Not a failure: “My daughter is pregnant.”
Failure: “My daughter had an abortion because she knew darn well what would happen if we found out she was pregnant.”
Not a failure: “My child is severely depressed.” “My child has debilitating anxiety.” “My child is suicidal.”
Failure: “I have no idea how to help my child, but I’ll be damned if I let someone stranger into our personal lives. Professional help is for parents who can’t hack it, and I don’t belong in a waiting room with that trash.”
Not a failure: “We are totally crashing and burning in the home school/private school/religious school/public school we thought would be so perfect for our kind of family.”
Failure: “We are totally crashing and burning, but if we quit, we’ll be failures as parents/let down the community/have to admit we’re wrong/change our lives around. We better keep going, so everyone will know we care about our kids.”
Not a failure: “I don’t understand my kid very well, and it’s hard to talk.”
Failure: “My kid has a great relationship with my husband, or with her teacher, or with her friend’s mom. I can’t allow this. I’m the mom.”
Not a failure: “My kid is screwing up in exactly the same ways I did or do.”
Failure: “Boy, does this look familiar, and boy does it make me feel bad. I’ll punish her double, one for each of us.”
Not a failure: “Despite our best efforts to raise him right, my kid exercised his free will and is now a druggie, an alcoholic, a criminal.”
Failure: “His name is forbidden in my home.”
Not a failure: “We are too broke to give our kids everything their friends have.”

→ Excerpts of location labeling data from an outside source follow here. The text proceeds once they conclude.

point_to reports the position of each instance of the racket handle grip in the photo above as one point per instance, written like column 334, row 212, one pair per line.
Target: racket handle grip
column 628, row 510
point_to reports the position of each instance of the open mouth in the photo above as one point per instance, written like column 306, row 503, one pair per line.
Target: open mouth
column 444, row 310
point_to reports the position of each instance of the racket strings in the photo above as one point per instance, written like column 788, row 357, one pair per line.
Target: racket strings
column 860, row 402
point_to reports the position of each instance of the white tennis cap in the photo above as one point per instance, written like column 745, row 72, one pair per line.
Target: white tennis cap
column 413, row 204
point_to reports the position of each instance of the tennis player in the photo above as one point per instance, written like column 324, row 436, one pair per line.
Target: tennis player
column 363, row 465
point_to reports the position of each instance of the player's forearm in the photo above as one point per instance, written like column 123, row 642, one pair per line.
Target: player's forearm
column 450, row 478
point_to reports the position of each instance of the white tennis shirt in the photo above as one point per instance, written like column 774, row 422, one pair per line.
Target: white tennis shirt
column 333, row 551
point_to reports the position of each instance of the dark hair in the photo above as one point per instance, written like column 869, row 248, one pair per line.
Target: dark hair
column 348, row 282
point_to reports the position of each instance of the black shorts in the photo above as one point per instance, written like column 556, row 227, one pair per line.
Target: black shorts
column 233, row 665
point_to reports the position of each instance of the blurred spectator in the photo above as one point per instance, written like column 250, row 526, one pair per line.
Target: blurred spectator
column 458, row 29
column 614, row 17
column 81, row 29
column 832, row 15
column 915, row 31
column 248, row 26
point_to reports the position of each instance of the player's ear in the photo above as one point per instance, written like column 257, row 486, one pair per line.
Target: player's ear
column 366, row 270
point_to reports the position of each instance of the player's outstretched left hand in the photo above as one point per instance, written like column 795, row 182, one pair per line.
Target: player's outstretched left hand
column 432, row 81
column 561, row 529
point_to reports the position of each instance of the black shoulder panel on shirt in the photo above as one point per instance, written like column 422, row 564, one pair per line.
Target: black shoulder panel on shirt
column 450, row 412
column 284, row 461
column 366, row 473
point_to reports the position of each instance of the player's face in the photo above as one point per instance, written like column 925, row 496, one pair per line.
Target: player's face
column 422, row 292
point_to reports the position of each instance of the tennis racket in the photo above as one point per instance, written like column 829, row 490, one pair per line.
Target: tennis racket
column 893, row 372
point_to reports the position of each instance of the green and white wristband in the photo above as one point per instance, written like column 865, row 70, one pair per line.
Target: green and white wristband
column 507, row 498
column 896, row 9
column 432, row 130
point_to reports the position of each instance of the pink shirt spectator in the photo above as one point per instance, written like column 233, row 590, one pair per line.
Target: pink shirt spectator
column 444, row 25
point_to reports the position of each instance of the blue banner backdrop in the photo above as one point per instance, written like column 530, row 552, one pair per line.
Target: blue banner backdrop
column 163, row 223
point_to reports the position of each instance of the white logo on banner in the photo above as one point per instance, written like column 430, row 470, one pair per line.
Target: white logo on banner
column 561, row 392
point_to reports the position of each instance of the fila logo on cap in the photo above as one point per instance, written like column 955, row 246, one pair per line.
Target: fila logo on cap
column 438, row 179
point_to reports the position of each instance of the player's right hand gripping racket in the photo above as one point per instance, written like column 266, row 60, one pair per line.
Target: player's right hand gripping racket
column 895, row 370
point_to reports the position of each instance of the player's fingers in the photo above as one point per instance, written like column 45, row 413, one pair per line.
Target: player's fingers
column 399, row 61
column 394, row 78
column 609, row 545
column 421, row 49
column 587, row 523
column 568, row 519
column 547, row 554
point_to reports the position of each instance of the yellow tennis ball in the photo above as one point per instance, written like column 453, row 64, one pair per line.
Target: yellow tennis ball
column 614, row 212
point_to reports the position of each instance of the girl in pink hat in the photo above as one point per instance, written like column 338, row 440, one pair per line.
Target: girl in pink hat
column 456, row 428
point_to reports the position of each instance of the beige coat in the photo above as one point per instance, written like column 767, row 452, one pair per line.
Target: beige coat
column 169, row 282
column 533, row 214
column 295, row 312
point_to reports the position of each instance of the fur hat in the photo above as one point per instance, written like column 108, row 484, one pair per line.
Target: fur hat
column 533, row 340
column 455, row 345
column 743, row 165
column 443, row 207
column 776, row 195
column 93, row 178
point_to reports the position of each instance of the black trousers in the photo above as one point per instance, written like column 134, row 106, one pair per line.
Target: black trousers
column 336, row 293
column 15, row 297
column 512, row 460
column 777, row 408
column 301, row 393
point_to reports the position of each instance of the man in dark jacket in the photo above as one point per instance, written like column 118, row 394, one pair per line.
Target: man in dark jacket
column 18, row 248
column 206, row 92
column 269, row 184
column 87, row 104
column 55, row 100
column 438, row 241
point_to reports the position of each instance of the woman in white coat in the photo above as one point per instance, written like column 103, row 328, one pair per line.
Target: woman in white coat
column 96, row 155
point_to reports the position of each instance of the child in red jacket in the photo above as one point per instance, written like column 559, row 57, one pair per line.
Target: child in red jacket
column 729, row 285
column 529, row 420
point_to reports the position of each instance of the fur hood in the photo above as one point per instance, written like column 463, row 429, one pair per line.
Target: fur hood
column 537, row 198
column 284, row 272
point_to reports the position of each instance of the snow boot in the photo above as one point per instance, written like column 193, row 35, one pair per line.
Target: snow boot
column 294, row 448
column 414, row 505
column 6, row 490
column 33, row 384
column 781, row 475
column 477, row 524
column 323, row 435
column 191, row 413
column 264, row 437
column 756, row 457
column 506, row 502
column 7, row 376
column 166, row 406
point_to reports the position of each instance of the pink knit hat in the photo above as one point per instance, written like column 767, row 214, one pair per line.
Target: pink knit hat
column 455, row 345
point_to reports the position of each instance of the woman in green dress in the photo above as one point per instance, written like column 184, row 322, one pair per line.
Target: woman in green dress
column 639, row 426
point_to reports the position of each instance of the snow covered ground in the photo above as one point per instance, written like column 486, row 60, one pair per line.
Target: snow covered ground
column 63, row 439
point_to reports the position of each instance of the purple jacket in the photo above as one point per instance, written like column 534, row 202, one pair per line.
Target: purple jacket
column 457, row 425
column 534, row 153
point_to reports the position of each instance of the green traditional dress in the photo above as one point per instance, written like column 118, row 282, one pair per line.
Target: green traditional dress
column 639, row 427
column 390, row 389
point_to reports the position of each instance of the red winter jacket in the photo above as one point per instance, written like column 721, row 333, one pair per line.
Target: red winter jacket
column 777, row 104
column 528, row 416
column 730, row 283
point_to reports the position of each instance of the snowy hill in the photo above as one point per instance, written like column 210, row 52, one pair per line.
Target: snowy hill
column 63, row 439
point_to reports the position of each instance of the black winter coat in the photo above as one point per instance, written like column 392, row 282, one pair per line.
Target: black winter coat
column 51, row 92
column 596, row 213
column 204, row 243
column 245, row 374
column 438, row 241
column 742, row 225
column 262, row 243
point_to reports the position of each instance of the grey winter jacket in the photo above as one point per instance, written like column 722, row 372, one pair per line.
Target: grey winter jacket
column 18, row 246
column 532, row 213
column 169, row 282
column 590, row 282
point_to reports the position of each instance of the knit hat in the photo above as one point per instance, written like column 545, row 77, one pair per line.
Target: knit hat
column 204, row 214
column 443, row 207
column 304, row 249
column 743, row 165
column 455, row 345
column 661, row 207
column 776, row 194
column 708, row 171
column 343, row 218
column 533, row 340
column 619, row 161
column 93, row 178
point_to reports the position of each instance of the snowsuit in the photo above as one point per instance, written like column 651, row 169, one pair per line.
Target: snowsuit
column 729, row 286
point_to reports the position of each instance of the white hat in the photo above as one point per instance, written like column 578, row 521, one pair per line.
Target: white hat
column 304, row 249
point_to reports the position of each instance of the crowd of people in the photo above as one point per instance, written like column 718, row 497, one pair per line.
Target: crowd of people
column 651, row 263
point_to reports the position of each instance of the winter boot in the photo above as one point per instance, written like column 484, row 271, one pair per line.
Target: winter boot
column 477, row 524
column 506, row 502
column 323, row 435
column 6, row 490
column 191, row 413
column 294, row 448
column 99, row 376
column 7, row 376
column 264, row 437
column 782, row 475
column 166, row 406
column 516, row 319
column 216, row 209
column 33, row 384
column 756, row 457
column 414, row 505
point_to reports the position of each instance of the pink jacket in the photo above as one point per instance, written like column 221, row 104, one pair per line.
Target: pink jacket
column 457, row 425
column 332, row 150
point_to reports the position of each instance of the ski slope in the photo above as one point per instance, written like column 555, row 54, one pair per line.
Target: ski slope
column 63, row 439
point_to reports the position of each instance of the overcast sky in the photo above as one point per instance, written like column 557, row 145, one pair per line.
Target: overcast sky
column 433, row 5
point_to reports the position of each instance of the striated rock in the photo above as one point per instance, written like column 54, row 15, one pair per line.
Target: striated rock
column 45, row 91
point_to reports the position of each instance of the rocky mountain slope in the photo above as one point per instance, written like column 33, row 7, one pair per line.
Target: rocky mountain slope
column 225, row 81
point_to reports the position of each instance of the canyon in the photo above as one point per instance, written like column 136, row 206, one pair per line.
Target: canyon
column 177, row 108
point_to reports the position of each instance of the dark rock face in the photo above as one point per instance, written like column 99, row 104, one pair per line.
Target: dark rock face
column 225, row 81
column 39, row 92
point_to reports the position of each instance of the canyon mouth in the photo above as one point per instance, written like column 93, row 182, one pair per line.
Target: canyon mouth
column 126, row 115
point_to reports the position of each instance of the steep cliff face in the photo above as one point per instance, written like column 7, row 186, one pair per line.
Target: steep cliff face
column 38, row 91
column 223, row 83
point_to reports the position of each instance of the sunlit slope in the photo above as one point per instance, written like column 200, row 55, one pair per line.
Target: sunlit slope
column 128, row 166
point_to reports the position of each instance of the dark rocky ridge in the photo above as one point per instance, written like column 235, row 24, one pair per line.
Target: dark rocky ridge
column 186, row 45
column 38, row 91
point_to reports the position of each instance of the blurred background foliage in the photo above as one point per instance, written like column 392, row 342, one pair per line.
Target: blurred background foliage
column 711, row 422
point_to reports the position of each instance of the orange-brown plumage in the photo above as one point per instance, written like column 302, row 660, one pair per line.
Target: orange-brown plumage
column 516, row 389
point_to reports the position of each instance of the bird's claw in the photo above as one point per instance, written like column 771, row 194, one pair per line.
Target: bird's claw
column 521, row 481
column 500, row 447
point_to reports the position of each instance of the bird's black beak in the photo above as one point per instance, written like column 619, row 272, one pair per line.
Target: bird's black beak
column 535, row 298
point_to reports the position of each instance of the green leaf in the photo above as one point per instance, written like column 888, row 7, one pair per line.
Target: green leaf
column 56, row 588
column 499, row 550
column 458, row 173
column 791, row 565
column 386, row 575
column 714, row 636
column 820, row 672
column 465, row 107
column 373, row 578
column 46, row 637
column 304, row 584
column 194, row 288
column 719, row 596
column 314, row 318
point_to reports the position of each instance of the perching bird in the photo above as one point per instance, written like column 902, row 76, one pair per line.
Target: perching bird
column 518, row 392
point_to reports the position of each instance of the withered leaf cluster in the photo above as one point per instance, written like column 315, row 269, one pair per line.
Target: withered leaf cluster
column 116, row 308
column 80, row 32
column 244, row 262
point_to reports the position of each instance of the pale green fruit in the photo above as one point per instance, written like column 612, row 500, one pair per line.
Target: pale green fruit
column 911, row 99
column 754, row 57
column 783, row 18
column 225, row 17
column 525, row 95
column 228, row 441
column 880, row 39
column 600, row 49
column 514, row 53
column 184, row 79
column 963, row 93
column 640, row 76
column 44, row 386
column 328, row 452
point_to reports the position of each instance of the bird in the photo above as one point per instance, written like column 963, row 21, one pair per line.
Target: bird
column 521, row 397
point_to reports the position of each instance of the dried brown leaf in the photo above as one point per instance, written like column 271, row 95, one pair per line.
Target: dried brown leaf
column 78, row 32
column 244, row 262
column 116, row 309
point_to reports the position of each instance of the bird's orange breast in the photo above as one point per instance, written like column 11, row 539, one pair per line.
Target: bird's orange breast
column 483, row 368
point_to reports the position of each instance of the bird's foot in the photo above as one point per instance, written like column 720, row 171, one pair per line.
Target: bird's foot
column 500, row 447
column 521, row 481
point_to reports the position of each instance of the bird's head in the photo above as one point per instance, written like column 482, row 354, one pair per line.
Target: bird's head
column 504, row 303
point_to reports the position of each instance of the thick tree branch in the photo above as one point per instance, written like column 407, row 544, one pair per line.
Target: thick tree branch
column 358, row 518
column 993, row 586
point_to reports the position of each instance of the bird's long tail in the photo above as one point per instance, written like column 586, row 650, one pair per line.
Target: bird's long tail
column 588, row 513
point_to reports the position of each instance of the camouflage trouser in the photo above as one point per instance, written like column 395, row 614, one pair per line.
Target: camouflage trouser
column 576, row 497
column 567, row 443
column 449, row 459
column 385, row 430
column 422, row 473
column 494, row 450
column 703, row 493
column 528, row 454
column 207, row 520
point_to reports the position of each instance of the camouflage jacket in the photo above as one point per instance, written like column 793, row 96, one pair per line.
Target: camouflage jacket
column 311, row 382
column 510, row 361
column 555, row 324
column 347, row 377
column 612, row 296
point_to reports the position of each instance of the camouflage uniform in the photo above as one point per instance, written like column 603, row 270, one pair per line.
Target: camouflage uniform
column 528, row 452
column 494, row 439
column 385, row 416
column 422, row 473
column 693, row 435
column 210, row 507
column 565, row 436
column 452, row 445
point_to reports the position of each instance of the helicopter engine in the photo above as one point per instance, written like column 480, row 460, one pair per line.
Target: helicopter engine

Failure: “I must do everything possible to get more money, so we can be happy.”
Not a failure: “My child is gay.”
Failure: “I refuse to have gay children, so either the kid or the gayness has got to go.”
Not a failure: “My child has left the Church.”
Failure: “I refuse to speak to my child who has left the Church. How could he betray Me this way?”
Not a failure: “I just said exactly the wrong thing to my kid.”
Failure: “We must never speak of this again.”